Navigating change is difficult. Rachel Green & the reā€¢solutions team can help increase clarity & improve communication for couples in conflict.

Marriage?

What’s it all about, anyway?

I’ve always been a person whom people like to talk to. I guess I’m a good listener – and also I don’t pass judgment. I myself have done things I’m not proud of – had a relationship wither, and cheat rather than tell my boyfriend that I wanted to end it, for example – so if someone cheats on their spouse, well – yeah it’s not the most mature way to handle the end of your marriage but – hey – we’re all doing the best we can.

So after I went to law school, and tried a few different things, mediation felt like a perfect fit.

Plus – I get to see into people’s marriages, people’s lives. Sometimes I feel like I’m watching a juicy film, as they fight in my office.

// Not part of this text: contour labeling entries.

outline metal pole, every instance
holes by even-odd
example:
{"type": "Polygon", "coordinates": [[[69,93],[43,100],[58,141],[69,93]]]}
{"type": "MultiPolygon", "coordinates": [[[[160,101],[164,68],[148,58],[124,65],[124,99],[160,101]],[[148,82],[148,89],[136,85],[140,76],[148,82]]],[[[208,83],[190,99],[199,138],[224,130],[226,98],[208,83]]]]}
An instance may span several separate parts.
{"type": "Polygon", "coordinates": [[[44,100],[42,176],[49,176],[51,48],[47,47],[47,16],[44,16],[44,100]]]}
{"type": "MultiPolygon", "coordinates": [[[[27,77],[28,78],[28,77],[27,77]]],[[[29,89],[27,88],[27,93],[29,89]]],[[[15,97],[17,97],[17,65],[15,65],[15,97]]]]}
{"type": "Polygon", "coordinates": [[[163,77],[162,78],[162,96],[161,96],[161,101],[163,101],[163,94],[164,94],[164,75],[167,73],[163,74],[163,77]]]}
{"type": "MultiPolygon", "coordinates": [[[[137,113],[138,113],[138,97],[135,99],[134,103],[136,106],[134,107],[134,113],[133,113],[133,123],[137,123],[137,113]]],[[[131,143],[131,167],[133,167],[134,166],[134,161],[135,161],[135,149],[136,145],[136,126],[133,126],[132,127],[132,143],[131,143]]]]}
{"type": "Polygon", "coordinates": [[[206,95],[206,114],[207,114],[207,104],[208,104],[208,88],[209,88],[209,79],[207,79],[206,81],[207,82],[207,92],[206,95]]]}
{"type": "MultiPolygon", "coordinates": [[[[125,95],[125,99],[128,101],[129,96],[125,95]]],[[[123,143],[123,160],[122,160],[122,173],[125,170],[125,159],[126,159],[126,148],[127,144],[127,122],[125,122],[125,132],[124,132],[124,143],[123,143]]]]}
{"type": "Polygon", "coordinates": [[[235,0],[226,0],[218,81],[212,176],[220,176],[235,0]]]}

But lately, I’m feeling very sad. I wish they weren’t breaking up.

A woman last week said, “He’s still my best friend, he GETS me, and I get him, and I love him. But I feel like what we want from our lives is too different for us to stay together.”

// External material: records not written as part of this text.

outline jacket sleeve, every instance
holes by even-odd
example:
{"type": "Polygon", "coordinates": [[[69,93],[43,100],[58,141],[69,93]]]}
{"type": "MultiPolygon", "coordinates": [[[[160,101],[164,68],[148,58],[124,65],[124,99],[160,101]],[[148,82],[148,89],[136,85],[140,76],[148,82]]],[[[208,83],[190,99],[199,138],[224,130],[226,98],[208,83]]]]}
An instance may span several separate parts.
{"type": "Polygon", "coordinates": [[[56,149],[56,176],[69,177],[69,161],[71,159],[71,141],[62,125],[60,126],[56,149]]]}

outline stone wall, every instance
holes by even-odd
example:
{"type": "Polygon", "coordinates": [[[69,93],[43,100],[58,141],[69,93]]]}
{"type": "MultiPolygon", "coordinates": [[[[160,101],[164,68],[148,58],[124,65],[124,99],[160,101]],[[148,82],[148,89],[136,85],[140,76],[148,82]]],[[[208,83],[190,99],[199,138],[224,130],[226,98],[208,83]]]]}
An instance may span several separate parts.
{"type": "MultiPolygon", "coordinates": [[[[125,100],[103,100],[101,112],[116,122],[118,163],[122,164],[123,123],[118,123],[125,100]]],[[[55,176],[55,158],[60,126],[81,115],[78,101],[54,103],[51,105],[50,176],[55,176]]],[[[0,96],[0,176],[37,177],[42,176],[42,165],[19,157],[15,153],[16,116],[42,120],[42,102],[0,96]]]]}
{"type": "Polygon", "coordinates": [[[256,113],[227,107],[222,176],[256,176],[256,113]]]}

And I was thinking – lady, you’ve got it a lot better than most, having someone you love who “gets” you.

I don’t know. Why do some people stay together and others break apart? Myriad variations as there are couples. Myriad answers to that question.

Marriage is often not fun – at least in my experience. I go through weeks where I am feeling like, “Oh well, my life is really a big disappointment, but there we go – that’s how it turned out.” but then, I stick with it, and it changes – and to me that is the real magic of the whole thing – that I can be so irritated with him, for weeks even, and then it changes. And all of a sudden he’s the hunky, cutey that I fell in love with, again.

The older and more middle-aged I get, the more I think it is about an economic partnership. If I hadn’t gotten married, we wouldn’t have bought a house, we wouldn’t have pooled our incomes and began to amass savings. We wouldn’t have had these wonderful children who have become the center of our lives (at least till they become teenagers).

But – then I probably have a “good” marriage (whatever that is). And maybe my clients don’t.

Or maybe – they have lower tolerance for conflict.